Our half-basement was a nest of disagreement. On the other hand, I was in no hurry for Amelis to leave. She soon recovered from the beating she had received. She was infinitely more beautiful than the first day I saw her in the stable of a godforsaken little town. And in short, let me just say that, in bed, she was very obliging. We slept together, and this started to change into a routine that began, bit by bit, to develop beyond mere pleasure into a happy, daily amazement. Love? I do not know. Nobody ever asks whether he loves the air that he breathes, and yet he cannot live without it. It was a little like that. Her thoughts at the time were a mystery. Did she approve of her new condition, or did she go along with it in order to keep a roof over her head — or for the sake of that pair, with whom her relationship was more that of an older sister than a mother? All I can tell you is that one night, before making love, she did not open the carillon à musique . And from that night on, while we were still together, she never opened it again.

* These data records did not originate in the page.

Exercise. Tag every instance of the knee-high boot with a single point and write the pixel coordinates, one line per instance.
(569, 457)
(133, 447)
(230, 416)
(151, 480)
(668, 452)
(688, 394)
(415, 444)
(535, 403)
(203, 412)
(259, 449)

The thing was, Anfán’s thieving habits had to stop. Either the boy changed, or we would all be driven quite mad. I did not even consider beating them, as I was sure that technique would be no use. From what little I knew of his biography, the lad had experienced such treatment wherever he went. The results were plain to see.
The big changes started on the outside. Vauban had been such a stickler for cleanliness that he bathed every week. I am no admirer of such excesses, but Anfán and Nan had never been closer to water than a pair of desert rocks.
The worst was when we wanted to cut the hair of one of them and remove the funnel from the head of the other. The moment they saw the scissors and the clippers (could we have used anything less to yank off that funnel?), they fled and did not show their faces in the house for two days after.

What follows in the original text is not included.